Bijvoorbeeld: je doet een training van twee uur. In het eerste uur rijd je gemiddeld op 198W, met een gemiddelde hartslag van 138 bpm. De ratio is dan: 198 / 138 = 1,43. In het tweede uur is dit 187W en 142 bpm; de ratio is dan 1,32 – een verschil van 0,11 met het eerste uur. Dan laat je de volgende berekening erop los: (ratio uur 1 / ratio uur 2) / ratio uur 1 = ‘decoupling’. In dit voorbeeld is dit 0,11 / 1,43 = 7,7%. Dat is dus meer dan 5%, wat betekent dat je basis voor een rit van 2 uur nog moet verbeteren.

5. De soorten powermeters

Er zijn verschillende soorten vermogensmeters op de markt. Het gaat er dan vooral om waar het vermogen wordt gemeten. Dat kan in de crank, pedalen of spider zijn. Vermogensmeters die een sensor op de crank hebben zetten zijn vaak het voordeligst. Bijvoorbeeld de vermogensmeters van 4iiii.

6 De meetmethoden

Enkelzijdige krachtmeting

Deze vermogensmeters meten alleen de kracht die met één been wordt geleverd, meestal met links. Dit getal wordt dan verdubbeld om het vermogen te zien. Omdat je meestal niet exact evenveel kracht met je linker- en rechterbeen genereert is dit iets minder betrouwbaar. Die betrouwbaarheid kun je over het algemeen prima missen als recreatieve wielrenner. Een bijkomend voordeel is dat deze vermogensmeters een stuk goedkoper zijn.

Als je op een heel hoog niveau fietst of je door bijvoorbeeld een ziekte een duidelijk verschil in beenkracht hebt, is een dubbelzijdige powermeter een betere optie.

Dubbelzijdige krachtmeting

Dubbelzijdige powermeters meten het vermogen van beide benen. Hierdoor kun je zien hoeveel kracht je met je rechter- en linkerbeen afzonderlijk levert. De voordelen hiervan zijn dat deze erg nauwkeurig zijn en je een compleet beeld van de gegenereerde kracht krijgt. Het is ook handig als je herstelt van een blessure aan een bepaald been. Daar betaal je dan wel wat meer voor natuurlijk.

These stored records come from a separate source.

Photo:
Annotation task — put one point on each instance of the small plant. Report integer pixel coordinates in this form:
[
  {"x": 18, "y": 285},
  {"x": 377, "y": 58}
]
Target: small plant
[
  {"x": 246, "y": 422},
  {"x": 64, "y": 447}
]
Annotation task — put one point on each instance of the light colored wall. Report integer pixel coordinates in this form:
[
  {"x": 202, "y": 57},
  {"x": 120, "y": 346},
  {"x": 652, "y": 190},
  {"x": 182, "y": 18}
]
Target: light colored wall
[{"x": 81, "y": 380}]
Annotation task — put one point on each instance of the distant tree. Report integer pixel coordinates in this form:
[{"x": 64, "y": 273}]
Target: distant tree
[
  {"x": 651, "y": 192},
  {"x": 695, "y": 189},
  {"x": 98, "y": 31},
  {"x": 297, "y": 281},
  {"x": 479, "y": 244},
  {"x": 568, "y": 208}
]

7. Beste aankoop: prijs-kwaliteit

De 4iiii Precision vermogensmeters zijn een van de goedkoopste opties als je een betrouwbare vermogensmeter zoekt. Zij verkopen zowel een enkel- als dubbelzijdige vermogensmeter die op 1% jouw vermogen meten; ontzettend goed dus. Ik heb ook jarenlang met een enkelzijdige vermogensmeter van de 4iiii Precision gereden en heb hier nooit problemen mee gehad.

Hoewel het een factor twee prijziger is, zou ik toch voor de dubbelzijdige optie kiezen, als je het kunt betalen. Ik rijd nu met een dubbelzijdige vermogensmeter waarbij ik het verschil tussen links en rechts kan zien. Per zone verschilt deze verdeling bij mij, dus misschien ook wel bij jou (al is het verschil vaak klein). Met een enkelzijdige powermeter betekent dit dat je je minder precies aan de grenzen van de verschillende vermogenszones kunt houden. Als je serieuze doelen hebt en op hoger niveau fietst, raad ik een dubbelzijdige powermeter aan.